“Where do I begin?!”
We’ve all asked ourselves this question before when starting something new, and whenever we at Pod Bible interview hosts and producers from podcasts, we always try to give our readers a point of entry, whether it’s episode 1 or an episode the creators feel is their strongest.
The problem is, we can’t interview everyone (though we sure are trying!) and we won’t always have an opportunity to give you a diving board for the next thing that comes your way. What we can do is offer you some suggestions on how to find your own point of entry when someone makes a podcast suggestion to you; and for today’s example, we offer No Country For Young Women‘.

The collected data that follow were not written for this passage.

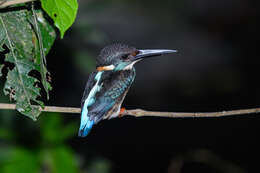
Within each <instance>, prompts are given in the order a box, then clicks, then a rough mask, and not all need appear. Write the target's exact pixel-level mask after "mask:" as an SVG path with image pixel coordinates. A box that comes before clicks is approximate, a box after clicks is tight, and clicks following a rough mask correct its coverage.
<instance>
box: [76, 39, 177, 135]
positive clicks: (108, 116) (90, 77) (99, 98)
mask: <svg viewBox="0 0 260 173" xmlns="http://www.w3.org/2000/svg"><path fill="white" fill-rule="evenodd" d="M173 52H176V51H174V50H138V49H136V48H134V47H130V46H127V45H123V44H113V45H110V46H107V47H105V48H104V49H103V50H102V51H101V53H100V55H99V56H98V57H97V59H96V63H97V70H96V71H95V72H92V73H91V74H90V76H89V79H88V82H87V84H86V88H85V91H84V94H83V97H82V101H81V122H80V129H79V136H81V137H85V136H87V134H88V133H89V131H90V130H91V128H92V126H93V125H94V124H96V123H98V122H99V121H100V120H102V119H106V118H108V119H109V118H113V117H117V116H119V112H120V108H121V104H122V102H123V100H124V98H125V96H126V94H127V92H128V90H129V88H130V86H131V84H132V83H133V81H134V78H135V69H134V67H133V65H134V64H135V63H136V62H138V61H139V60H141V59H143V58H145V57H152V56H159V55H162V54H166V53H173Z"/></svg>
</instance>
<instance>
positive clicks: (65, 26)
mask: <svg viewBox="0 0 260 173" xmlns="http://www.w3.org/2000/svg"><path fill="white" fill-rule="evenodd" d="M41 4H42V8H43V9H44V10H45V11H46V12H47V14H48V15H49V16H50V17H51V18H52V19H53V21H54V24H55V26H56V27H57V28H58V29H59V30H60V35H61V38H63V36H64V33H65V31H66V30H67V29H68V28H69V27H70V26H71V25H72V24H73V22H74V20H75V18H76V15H77V10H78V2H77V0H41Z"/></svg>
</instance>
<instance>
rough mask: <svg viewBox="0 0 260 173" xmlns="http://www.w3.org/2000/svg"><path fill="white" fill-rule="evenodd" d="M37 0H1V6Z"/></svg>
mask: <svg viewBox="0 0 260 173" xmlns="http://www.w3.org/2000/svg"><path fill="white" fill-rule="evenodd" d="M32 1H35V0H9V1H8V0H0V8H5V7H8V6H10V5H15V4H21V3H26V2H32Z"/></svg>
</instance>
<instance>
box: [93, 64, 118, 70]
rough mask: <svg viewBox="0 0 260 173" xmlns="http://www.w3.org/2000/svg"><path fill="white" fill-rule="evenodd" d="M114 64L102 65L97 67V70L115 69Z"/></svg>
mask: <svg viewBox="0 0 260 173" xmlns="http://www.w3.org/2000/svg"><path fill="white" fill-rule="evenodd" d="M114 68H115V66H114V65H108V66H100V67H97V71H107V70H114Z"/></svg>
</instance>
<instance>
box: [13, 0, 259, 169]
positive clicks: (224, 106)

A programme like the one Sadia Azmat and Monty Onanuga create offers us as listeners so much: fun and insightful discussion, humour, thought-provoking and emotional moments, and topics we can relate to. Plus, it sounds great and has an extensive back catalogue to explore. But much like the anxiety that has befallen us all lately as we stare into the endless abyss of streaming service content, massive back catalogues can quickly feel overwhelming. So where do we begin?
Sometimes the best option is to try whatever’s most recent, but sometimes those can be one-off live episodes, a special feature, or even a message letting the audience know the show is going on a (hopefully brief) hiatus. Instead, we recommend viewing a list of episodes, starting with the most recent and scrolling back – but not too far. Sometimes shows change over time – getting new hosts, altering formats – and you want to make sure you’re getting a clear picture of what the program can offer. Within this selection, it’s time to look out for topics, guest names, and keywords that jump out at you.

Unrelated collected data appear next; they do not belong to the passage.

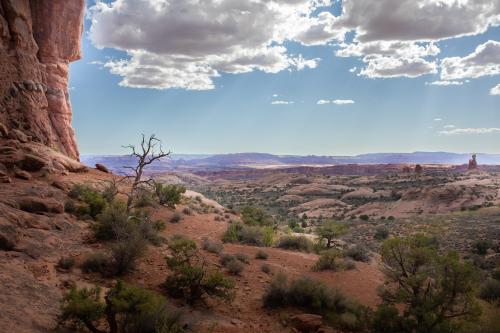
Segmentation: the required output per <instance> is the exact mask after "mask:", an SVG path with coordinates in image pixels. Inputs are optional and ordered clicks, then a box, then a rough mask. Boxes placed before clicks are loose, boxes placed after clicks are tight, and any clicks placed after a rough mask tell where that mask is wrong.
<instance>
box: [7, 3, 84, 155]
mask: <svg viewBox="0 0 500 333" xmlns="http://www.w3.org/2000/svg"><path fill="white" fill-rule="evenodd" d="M84 9H85V2H84V0H0V125H2V124H3V125H4V126H5V127H6V129H7V130H8V131H9V132H10V133H15V132H16V131H12V130H15V129H17V130H19V131H21V132H23V133H24V134H26V135H27V136H28V138H29V139H31V140H33V141H35V142H40V143H42V144H44V145H47V146H49V147H51V148H54V149H56V150H58V151H60V152H61V153H63V154H65V155H67V156H69V157H72V158H74V159H78V158H79V152H78V147H77V144H76V140H75V134H74V131H73V128H72V126H71V118H72V112H71V105H70V102H69V95H68V66H69V63H70V62H72V61H75V60H78V59H80V57H81V52H80V38H81V35H82V32H83V16H84Z"/></svg>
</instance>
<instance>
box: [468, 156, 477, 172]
mask: <svg viewBox="0 0 500 333" xmlns="http://www.w3.org/2000/svg"><path fill="white" fill-rule="evenodd" d="M476 158H477V155H476V154H472V158H471V159H470V160H469V170H474V169H477V160H476Z"/></svg>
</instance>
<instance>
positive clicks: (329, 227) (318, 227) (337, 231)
mask: <svg viewBox="0 0 500 333" xmlns="http://www.w3.org/2000/svg"><path fill="white" fill-rule="evenodd" d="M346 230H347V226H346V225H345V224H340V223H337V222H335V221H333V220H328V221H325V222H324V223H323V224H322V225H321V226H319V227H318V228H316V234H317V235H318V237H319V239H320V240H325V241H326V247H327V248H330V247H332V245H333V240H334V239H336V238H338V237H340V236H341V235H343V234H344V233H345V232H346Z"/></svg>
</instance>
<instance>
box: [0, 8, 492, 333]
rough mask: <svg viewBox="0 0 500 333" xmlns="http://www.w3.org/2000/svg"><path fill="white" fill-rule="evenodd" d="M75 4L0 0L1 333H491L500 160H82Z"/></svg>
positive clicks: (161, 143)
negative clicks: (75, 64) (368, 332)
mask: <svg viewBox="0 0 500 333" xmlns="http://www.w3.org/2000/svg"><path fill="white" fill-rule="evenodd" d="M85 6H86V5H85V2H84V1H83V0H74V1H73V0H72V1H63V0H52V1H50V0H43V1H32V0H1V1H0V61H1V62H0V332H6V333H7V332H16V333H17V332H21V333H24V332H26V333H31V332H61V333H62V332H93V333H104V332H109V333H118V332H120V333H125V332H127V333H132V332H134V333H181V332H207V333H209V332H210V333H217V332H219V333H230V332H234V333H236V332H259V333H260V332H268V333H279V332H301V333H307V332H318V333H319V332H323V333H326V332H331V333H347V332H373V333H452V332H456V333H479V332H481V333H498V332H500V319H499V318H500V155H498V154H481V153H480V154H474V153H472V152H471V153H461V154H453V153H426V152H416V153H405V154H390V153H384V154H376V153H374V154H364V155H357V156H315V155H308V156H301V155H300V154H296V155H273V154H259V153H240V154H198V155H190V154H179V155H177V154H171V153H170V151H169V150H168V149H173V150H174V151H175V147H170V146H169V144H168V142H165V141H162V140H161V137H160V136H159V135H158V136H155V135H154V134H151V135H142V136H139V137H133V136H132V135H131V136H130V139H129V141H128V142H124V143H123V144H130V145H128V146H125V147H124V150H123V154H121V155H118V154H109V155H102V154H101V155H98V154H94V155H91V154H85V155H83V154H82V155H81V154H80V152H79V148H78V144H77V140H76V138H75V135H74V129H73V127H72V124H71V121H72V115H73V114H72V108H71V104H70V101H69V99H70V97H69V93H68V91H69V90H70V87H69V84H68V71H69V64H70V63H71V62H73V61H76V60H78V59H80V58H81V57H82V54H81V51H80V48H81V45H80V43H81V36H82V32H83V30H84V29H85V28H84V19H85V18H84V15H85V14H84V12H85V8H86V7H85ZM96 6H99V5H96ZM124 8H125V9H126V6H125V7H124ZM94 10H95V9H94ZM94 23H95V22H94ZM340 104H342V103H340ZM110 135H111V133H110ZM104 140H105V139H103V141H104ZM332 155H333V154H332Z"/></svg>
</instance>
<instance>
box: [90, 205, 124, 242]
mask: <svg viewBox="0 0 500 333" xmlns="http://www.w3.org/2000/svg"><path fill="white" fill-rule="evenodd" d="M92 228H93V230H94V236H95V237H96V238H97V239H102V240H110V239H119V238H122V237H124V235H127V234H128V233H130V223H129V214H128V211H127V206H126V205H125V203H123V202H121V201H113V202H112V203H111V204H110V205H109V206H108V207H107V208H106V209H105V210H104V211H103V212H102V214H100V215H99V217H98V218H97V223H96V224H94V225H93V226H92Z"/></svg>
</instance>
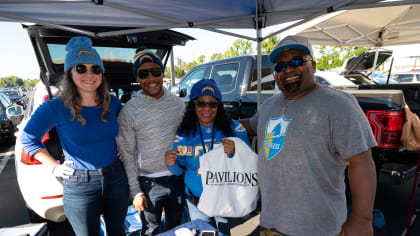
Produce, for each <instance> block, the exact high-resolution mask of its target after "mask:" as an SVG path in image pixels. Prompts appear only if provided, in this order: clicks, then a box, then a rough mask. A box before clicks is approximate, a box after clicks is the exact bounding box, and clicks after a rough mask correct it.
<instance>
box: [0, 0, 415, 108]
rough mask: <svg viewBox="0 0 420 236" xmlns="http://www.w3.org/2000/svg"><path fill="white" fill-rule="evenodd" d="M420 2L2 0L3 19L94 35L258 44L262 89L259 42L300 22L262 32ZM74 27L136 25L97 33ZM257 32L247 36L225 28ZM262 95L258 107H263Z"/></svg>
mask: <svg viewBox="0 0 420 236" xmlns="http://www.w3.org/2000/svg"><path fill="white" fill-rule="evenodd" d="M414 3H420V0H400V1H392V0H389V1H388V0H385V1H379V0H319V1H314V0H282V1H279V0H230V1H229V0H154V1H153V0H0V21H14V22H32V23H37V24H42V25H46V26H51V27H55V28H58V29H63V30H68V31H73V32H77V33H81V34H85V35H87V36H91V37H103V36H111V35H122V34H129V33H135V32H145V31H154V30H163V29H172V28H202V29H206V30H210V31H214V32H218V33H223V34H227V35H231V36H235V37H240V38H244V39H248V40H253V41H256V42H257V48H258V49H257V51H258V59H257V64H258V65H257V68H258V71H259V73H258V81H259V83H258V91H260V90H261V83H260V81H261V41H262V40H264V39H267V38H269V37H271V36H273V35H275V34H278V33H281V32H283V31H285V30H287V29H289V28H292V27H294V26H295V25H297V24H298V23H295V24H292V25H289V26H288V27H286V28H284V29H282V30H280V31H277V32H274V33H272V34H269V35H266V36H264V37H263V36H262V31H261V29H262V28H265V27H268V26H272V25H278V24H282V23H286V22H291V21H297V20H300V22H299V24H301V23H304V22H307V21H310V20H312V19H314V18H316V17H319V16H321V15H323V14H326V13H330V12H335V11H339V10H349V9H362V8H373V7H379V6H394V5H404V4H414ZM71 25H93V26H95V25H97V26H122V27H136V28H137V27H138V28H137V29H131V30H125V31H108V32H99V33H93V32H88V31H84V30H80V29H77V28H74V27H71ZM233 28H243V29H255V30H256V36H255V37H248V36H244V35H239V34H235V33H231V32H228V31H226V29H233ZM260 101H261V99H260V94H258V104H260Z"/></svg>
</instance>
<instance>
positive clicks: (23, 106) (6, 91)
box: [0, 89, 27, 109]
mask: <svg viewBox="0 0 420 236" xmlns="http://www.w3.org/2000/svg"><path fill="white" fill-rule="evenodd" d="M0 93H1V94H4V95H6V96H7V97H8V98H9V99H10V100H11V101H12V102H14V103H16V104H18V105H21V106H22V107H23V109H26V103H27V97H26V95H25V94H24V93H22V91H21V90H20V89H2V90H0Z"/></svg>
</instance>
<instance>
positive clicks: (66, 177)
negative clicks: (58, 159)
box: [52, 161, 74, 179]
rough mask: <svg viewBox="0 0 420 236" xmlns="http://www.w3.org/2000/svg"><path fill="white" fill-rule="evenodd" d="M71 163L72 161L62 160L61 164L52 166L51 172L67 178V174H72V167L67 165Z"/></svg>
mask: <svg viewBox="0 0 420 236" xmlns="http://www.w3.org/2000/svg"><path fill="white" fill-rule="evenodd" d="M69 164H73V161H64V163H63V164H61V165H57V166H54V168H53V170H52V173H53V175H54V176H56V177H61V178H65V179H68V178H69V176H71V175H73V174H74V169H73V168H70V167H67V165H69Z"/></svg>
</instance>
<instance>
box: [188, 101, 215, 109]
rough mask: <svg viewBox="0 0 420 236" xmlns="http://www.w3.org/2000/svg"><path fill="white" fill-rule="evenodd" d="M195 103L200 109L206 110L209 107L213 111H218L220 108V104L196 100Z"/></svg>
mask: <svg viewBox="0 0 420 236" xmlns="http://www.w3.org/2000/svg"><path fill="white" fill-rule="evenodd" d="M194 103H195V105H196V106H197V107H198V108H205V107H206V106H208V107H210V108H211V109H216V108H217V107H218V106H219V102H203V101H200V100H195V101H194Z"/></svg>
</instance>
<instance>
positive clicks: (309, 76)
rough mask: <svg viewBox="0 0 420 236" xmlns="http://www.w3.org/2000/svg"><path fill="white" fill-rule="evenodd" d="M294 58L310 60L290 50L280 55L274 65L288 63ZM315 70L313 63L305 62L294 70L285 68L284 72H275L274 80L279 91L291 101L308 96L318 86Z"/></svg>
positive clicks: (312, 61) (296, 51) (311, 61)
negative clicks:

As an avid reader, our Online Editor Jordan Rizzieri was keen to try the August 4 episode of No Country For Young Women, as it featured a book she’d recently read, “Such a Fun Age” and the book’s author Kiley Reid. The podcast also brought together a panel of women to discuss the book – not simply for plot devices and character development, but as a critical voice in today’s society.
Sometimes a podcast sits on your “to listen” list for ages – usually for no other reason than you’re not sure where to start. And just when you feel completely exhausted with the idea of digging in, a new episode will appear, dead in the middle of the intersection between “voices I want to hear from” and “ideas I want to hear about”. That’s where your point of entry is waiting. Time to dig in!